Verb
depersonalize (third-person singular simple present depersonalizes, present participle depersonalizing, simple past and past participle depersonalized)
- (transitive) To remove a sense of personal identity or individual character from something; to anonymize.
1968, Joseph Campbell, The Hero with a Thousand Faces, 2nd edition, London: Fontana Press, published 1993, page 19:These "Eternal Ones of the Dream" are not to be confused with the personally modified symbolic figures that appear in nightmare and madness to the still tormented individual. Dream is the personalized myth, myth the depersonalized dream; both myth and dream are symbolic in the same general way of the dynamics of the psyche.

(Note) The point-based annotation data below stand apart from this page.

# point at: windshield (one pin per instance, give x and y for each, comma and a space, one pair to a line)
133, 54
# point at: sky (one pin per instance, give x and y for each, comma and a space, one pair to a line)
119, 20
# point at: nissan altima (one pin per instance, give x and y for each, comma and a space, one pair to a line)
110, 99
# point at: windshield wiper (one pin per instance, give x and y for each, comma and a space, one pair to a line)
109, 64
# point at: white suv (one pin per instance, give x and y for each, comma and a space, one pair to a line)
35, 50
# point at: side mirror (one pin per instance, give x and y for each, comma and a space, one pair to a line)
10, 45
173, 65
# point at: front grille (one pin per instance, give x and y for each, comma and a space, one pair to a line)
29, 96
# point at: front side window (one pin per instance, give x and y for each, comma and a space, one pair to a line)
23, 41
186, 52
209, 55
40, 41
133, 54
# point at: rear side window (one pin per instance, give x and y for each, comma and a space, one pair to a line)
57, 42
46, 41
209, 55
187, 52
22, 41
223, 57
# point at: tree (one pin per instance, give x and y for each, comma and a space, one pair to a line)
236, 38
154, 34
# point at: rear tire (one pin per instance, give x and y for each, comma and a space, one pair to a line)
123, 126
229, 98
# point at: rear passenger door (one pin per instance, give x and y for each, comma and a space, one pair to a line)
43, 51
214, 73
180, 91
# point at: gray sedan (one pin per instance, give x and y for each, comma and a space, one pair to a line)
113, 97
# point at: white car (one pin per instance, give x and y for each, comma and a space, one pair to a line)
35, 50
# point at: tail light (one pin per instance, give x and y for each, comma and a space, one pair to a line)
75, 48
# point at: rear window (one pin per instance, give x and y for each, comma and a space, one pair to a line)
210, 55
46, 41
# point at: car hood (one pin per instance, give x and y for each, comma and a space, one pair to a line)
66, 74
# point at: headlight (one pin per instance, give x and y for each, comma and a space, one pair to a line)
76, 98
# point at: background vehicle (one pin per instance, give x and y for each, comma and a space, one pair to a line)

1982 April 8, Rashi Fein, “What Is Wrong with the Language of Medicine?”, in New England Journal of Medicine, volume 306, number 14, →DOI, →ISSN, pages 863–864:A new language is infecting the culture of American medicine. It is the language of the marketplace, of the tradesman, and of the cost accountant. It is a language that depersonalizes both patients and physicians and describes medical care as just another commodity.
2011, Jordan Nyenyembe, African Catholic Priests: Confronting an Identity Problem, page 74:In some places priests who appear always in Roman collar are suspected of aspiring to higher offices. It is taken so because usually the bishops appear in this official dress. The wearing of Roman collar can potentially depersonalize someone.
- (transitive) To present (something) as an impersonal object.
2008, Susan Greenhalgh, Just One Child: Science and Policy in Deng's China, page 109:Quantification (or statisticalization) is a set of scientific practices that transforms text statements into numerical ones, depersonalizing and decontextualizing them […]
- (psychiatry, intransitive) To suffer an episode of depersonalization.
He's depersonalizing right now, so he's considering checking himself into the hospital.